Screentakes

Character and Theme-focused Screenplay Analysis

Footnotes

Definition of a Story

Posted by Jennine Lanouette on Tuesday, February 26th, 2013

Let me explain what I mean when I use the word “story.” The ultimate test, as I see it, of whether or not a given chronicle of events constitutes a story is if there is an A to B progression from its beginning to its end. In other words, to feel we have been told a story we need to have a sense that we’ve ended up somewhere different from where we started. That different place can be the triumph over an enemy, the solving of a mystery, the inner transformation of the main character or any number of other such possibilities. But it gives the viewer a sense of purpose in the story, by achieving mastery in conflict, by bringing hidden information to light or by being emotionally and psychologically transformed.

To illustrate, if I asked you to tell me about your average day, you would give me a chronicle of events that describes your day. I would then have a static, but perhaps useful, picture of what your life is like. This is going from A to A. But if I asked you to tell me about the highpoint of your day, you would probably pick a moment in which you accomplished something or learned something or experienced a change of some kind. Then, to help me fully understand its significance to you, in the telling of it you would also give me the events leading up for context and an event or two following for aftermath and I would come away with that satisfying feeling of having heard an interesting story.

Thus, I am not dismissing out of hand any film that goes from A to A. I am only making the distinction that such a film is not telling a story. It is simply describing A. If this is your intention, for example, if you want to present a rumination on the unchanging nature of human behavior or give an unvarnished exposure of a corrupt or tragic situation, that can be a valid purpose. And, in the process, your audience can learn something important about the static situation you have described. But if it is your intention to tell a story, you have to get to B.

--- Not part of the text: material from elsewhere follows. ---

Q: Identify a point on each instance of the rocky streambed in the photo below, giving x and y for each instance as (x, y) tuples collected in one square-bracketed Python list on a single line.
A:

By the way, let me just add that, in film as in life, getting to B doesn’t have to be a 180 degree flip, particularly in the arena of character. It’s not that we have to see a major redemption happen. Sometimes I feel like all these I’ve-seen-the-folly-of-my-ways happy endings that get shoved at us have given character transformation a bad name. So young writers get the idea that to be avant garde they have to underplay the change aspect of their ending. I’ve had students ask me questions like, “What if you go from A to A prime?” In response to which I momentarily become a math teacher. “Now, let’s remember back to eighth grade algebra. What is A to A prime mathematically? It’s the same thing as A to B!” Even if the character has only a teeny, weeny little insight, we are still ending up somewhere different from where we started.